The cost of the south end projects will be about $1.2 million, and the cost of the north end improvements will be about $1.1 million.
“The total cost of the west side improvements will cost about $2.3 million,” McGrath said. “We have approximately $870,000 in grant money to assist with the costs, so we are happy to be able to secure that.”
River Street goes festive
The downtown will become a little more festive within the next few years with plans to reconstruct River Street from Court Street to Milwaukee Street into a festival street, McGrath said.
The festival street could be used for community activities during the weekends.
“It will operate as a normal street Monday through Friday,” McGrath said. “But on the weekends if we need it for special events, like the farmers market, we will close that area of River Street for pedestrian traffic and use it for events and gatherings.”
The east side of the river will not be neglected because there are plans to reconfigure Court and Milwaukee streets for revised parking in 2018. The project is expected to cost about $250,000.
Another project planned for 2018 is a pedestrian bridge. McGrath said the bridge will cost about $1.82 million and will be paid for with private funding.
McGrath said improvements to the Town Square area will help make downtown Janesville a popular destination for residents and visitors.

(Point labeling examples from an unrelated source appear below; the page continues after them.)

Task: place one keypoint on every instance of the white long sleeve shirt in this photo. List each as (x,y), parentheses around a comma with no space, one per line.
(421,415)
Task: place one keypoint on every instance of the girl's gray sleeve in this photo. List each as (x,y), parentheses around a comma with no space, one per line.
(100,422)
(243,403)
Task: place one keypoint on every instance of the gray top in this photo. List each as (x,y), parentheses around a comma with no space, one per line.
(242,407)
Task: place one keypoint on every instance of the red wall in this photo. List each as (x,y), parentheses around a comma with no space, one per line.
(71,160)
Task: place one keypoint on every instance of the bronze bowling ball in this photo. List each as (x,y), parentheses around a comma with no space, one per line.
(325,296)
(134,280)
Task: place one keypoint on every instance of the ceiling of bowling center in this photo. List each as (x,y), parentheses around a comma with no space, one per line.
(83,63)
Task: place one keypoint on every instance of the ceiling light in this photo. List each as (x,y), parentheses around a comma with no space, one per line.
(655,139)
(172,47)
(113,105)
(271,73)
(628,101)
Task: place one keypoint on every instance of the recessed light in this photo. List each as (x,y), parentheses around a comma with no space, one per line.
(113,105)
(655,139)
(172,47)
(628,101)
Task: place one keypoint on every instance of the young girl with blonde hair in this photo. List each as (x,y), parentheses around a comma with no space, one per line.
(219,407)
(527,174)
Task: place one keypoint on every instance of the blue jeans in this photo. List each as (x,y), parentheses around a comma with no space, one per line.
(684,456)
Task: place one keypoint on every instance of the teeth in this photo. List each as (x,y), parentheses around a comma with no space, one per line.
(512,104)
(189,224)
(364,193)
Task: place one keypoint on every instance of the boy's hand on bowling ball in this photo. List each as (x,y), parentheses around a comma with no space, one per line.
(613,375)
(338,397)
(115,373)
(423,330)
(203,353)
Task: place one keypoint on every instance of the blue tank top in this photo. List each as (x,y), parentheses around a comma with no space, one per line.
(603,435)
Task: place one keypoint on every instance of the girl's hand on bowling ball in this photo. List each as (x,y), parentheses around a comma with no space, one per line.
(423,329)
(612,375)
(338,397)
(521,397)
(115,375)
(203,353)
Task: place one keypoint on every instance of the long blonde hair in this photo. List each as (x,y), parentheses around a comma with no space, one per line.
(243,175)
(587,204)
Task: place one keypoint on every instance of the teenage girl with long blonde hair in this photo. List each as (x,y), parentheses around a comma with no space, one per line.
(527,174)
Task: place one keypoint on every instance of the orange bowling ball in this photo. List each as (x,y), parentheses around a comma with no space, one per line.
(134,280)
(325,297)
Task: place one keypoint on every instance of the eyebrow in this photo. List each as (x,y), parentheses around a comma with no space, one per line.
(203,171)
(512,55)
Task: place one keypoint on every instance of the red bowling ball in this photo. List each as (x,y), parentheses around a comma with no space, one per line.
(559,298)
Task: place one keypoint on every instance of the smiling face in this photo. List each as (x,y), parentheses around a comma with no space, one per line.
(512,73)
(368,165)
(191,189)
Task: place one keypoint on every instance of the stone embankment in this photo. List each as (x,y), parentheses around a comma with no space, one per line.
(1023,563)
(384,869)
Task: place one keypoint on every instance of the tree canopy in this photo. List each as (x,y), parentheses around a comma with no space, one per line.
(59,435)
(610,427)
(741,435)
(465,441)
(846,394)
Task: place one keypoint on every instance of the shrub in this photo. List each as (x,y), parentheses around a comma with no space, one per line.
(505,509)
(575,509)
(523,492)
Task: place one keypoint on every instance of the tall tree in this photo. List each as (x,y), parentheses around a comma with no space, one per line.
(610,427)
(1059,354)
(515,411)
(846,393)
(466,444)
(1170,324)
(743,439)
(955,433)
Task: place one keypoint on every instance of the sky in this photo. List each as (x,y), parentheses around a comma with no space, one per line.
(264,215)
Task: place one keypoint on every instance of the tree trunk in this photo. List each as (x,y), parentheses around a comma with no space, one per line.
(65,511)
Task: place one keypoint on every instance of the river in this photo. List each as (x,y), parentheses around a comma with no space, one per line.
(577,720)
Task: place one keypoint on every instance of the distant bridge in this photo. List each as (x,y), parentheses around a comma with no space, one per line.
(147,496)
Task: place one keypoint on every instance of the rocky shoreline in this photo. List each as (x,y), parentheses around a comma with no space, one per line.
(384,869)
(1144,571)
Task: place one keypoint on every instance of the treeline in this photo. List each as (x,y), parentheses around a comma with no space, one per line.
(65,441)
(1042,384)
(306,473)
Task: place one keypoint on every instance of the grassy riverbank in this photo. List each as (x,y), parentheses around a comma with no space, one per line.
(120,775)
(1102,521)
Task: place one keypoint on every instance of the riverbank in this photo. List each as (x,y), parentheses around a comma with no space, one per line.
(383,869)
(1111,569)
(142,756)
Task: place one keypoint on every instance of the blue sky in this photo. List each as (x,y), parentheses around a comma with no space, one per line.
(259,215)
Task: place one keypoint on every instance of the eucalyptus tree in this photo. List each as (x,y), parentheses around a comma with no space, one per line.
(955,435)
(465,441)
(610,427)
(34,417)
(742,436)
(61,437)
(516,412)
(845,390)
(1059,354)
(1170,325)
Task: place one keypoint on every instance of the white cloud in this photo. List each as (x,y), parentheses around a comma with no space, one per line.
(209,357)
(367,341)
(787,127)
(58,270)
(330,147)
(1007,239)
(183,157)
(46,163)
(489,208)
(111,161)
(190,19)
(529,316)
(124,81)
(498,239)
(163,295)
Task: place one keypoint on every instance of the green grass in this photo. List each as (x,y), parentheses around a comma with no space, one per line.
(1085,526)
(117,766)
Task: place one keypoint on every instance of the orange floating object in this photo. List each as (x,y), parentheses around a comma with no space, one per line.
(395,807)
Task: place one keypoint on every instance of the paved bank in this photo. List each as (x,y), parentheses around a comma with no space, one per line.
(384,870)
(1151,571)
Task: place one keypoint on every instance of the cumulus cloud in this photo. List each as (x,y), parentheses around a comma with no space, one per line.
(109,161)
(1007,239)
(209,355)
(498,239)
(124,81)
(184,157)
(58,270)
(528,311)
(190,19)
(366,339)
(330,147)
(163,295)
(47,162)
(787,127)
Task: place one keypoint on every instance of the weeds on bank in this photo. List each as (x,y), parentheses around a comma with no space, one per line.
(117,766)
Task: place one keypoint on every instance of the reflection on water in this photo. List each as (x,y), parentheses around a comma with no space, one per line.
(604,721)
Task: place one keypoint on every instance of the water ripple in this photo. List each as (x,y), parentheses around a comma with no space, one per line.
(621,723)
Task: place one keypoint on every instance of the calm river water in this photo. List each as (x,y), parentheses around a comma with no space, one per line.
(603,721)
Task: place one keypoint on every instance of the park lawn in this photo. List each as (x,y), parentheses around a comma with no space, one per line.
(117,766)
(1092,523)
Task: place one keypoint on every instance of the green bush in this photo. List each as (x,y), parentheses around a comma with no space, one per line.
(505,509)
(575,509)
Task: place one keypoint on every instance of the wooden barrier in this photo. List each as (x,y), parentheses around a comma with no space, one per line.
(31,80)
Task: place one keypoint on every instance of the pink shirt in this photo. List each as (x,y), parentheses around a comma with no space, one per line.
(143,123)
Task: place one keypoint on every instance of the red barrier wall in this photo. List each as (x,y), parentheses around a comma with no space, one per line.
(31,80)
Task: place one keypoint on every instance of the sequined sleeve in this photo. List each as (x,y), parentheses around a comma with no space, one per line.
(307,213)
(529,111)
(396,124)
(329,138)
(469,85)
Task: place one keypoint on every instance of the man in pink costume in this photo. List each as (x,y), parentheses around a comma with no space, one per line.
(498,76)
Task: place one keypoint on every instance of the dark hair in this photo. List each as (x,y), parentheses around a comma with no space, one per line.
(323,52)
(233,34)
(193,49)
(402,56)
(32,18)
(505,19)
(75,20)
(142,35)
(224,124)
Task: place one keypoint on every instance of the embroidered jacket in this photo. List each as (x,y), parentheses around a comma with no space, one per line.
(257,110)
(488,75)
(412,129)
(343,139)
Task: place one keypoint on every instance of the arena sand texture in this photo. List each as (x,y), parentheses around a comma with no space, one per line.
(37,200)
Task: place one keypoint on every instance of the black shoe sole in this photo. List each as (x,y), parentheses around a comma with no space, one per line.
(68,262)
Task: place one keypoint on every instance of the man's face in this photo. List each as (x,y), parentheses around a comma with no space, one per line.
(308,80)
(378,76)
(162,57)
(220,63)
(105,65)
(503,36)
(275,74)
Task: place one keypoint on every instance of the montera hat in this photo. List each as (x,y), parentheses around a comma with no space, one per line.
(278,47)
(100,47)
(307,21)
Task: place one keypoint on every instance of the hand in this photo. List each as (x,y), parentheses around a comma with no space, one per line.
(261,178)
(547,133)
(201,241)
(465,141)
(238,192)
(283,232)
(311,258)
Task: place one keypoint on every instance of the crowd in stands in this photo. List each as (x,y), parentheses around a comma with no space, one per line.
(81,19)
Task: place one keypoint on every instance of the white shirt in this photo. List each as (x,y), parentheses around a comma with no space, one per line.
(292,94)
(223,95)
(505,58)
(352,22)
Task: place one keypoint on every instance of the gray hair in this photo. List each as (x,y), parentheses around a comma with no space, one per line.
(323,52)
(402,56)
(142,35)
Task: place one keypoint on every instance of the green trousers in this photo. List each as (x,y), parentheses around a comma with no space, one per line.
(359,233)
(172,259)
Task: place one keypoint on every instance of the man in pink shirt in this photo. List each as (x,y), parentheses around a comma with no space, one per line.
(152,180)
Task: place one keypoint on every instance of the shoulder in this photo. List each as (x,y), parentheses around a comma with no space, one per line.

“(The downtown) will look more modern,” McGrath said. “I picture the Town Square as being a focal point of the downtown area. There will be new decorative surfaces, lights and grass areas. There will be more landscapes. It will make the downtown more pedestrian friendly. Hopefully, it will be the hub of the downtown area.”
The city also plans to replace the Milwaukee Street bridge beginning in 2018. The new bridge will be about 60 feet wide and will include 10-foot-wide sidewalks.
The bridge replacement project will cost about $4.4 million. About 80 percent of the project will be paid with a grant from the Wisconsin Department of Transportation.
“The grant money will help a great deal,” McGrath said.
West Milwaukee Street is set to be reconstructed in 2020. McGrath said the project will be similar to the Main Street reconstruction project that was completed in 2015.
“It will look a lot like Main Street, after we reconstructed Main Street last year,” McGrath said. “There will be new lighting, and it will be more pedestrian friendly.”
The project will cost about $2.5 million.
For businesspeople like Kennedy, however, the future is now.
“We're hoping we can do some fun things over the winter, like snowball fights or snowman building contests. Once it gets a little warmer, we would like to utilize the river,” she said.
“It's been really great to see how all the businesses collaborate and try to support one another,” Kennedy said. “We've felt that collaboration, and we certainly want to contribute to that.”